A quick test by one of our developers showed that the system was performing as well as it would on the bare hardware – which wasn’t actually all that well since I was using a scavenged under-powered machine to build a proof-of-concept, but it’s enough for install testing, and much better than we’d see on one of our VMware hosts.
All that’s left is proper documentation and to find some more RAM for the scavenged box, and it’s ready for our next cycle of release testing. If it works out there, we might even use it to replace the VMware VM we use for our other main product – that way the testers have control over rolling it back and don’t need to wait until a sysadmin has time for it.

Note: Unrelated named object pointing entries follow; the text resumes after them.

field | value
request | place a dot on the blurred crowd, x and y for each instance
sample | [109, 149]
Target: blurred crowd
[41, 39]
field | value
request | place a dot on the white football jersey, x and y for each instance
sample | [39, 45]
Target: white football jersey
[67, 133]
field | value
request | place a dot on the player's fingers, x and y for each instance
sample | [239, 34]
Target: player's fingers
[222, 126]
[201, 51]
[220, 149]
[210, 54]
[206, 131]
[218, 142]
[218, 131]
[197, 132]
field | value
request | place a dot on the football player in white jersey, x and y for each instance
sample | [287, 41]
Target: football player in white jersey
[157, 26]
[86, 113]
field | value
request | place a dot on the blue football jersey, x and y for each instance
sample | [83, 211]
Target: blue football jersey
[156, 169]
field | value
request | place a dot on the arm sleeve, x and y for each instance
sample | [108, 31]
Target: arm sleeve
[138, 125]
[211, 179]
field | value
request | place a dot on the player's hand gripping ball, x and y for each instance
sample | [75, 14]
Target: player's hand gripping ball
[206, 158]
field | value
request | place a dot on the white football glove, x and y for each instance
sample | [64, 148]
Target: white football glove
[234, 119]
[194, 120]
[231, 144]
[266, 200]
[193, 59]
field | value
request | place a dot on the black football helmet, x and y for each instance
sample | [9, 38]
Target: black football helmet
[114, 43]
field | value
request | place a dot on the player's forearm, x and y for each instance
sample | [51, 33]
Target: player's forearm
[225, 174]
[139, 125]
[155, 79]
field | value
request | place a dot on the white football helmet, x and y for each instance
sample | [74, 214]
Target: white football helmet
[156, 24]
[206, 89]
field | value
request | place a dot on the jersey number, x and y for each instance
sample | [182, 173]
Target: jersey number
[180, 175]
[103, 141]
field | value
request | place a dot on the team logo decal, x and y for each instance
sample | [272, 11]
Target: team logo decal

As happy as I am with what I’ve ended up with, it wasn’t straightforward. Creating a paravirtualised VM was difficult, the fully virtualised one had awkward disk requirements, and the whole experience – even using the GUI tools – wasn’t as slick as VMware. I wouldn’t be comfortable asking our client installations team to set up VMs using virt-manager but we do ask them to set up Windows VMs using VMware Workstation and VMware Server.
I really like Xen. It’s fast and it’s nicer to manage from the command-line than VMware. But this experience has left me wondering if it’s really a viable option if you’re not building up a custom virtualisation system? If someone just wanted to consolidate a bunch of servers, I’d tell them to use VMware, not Xen.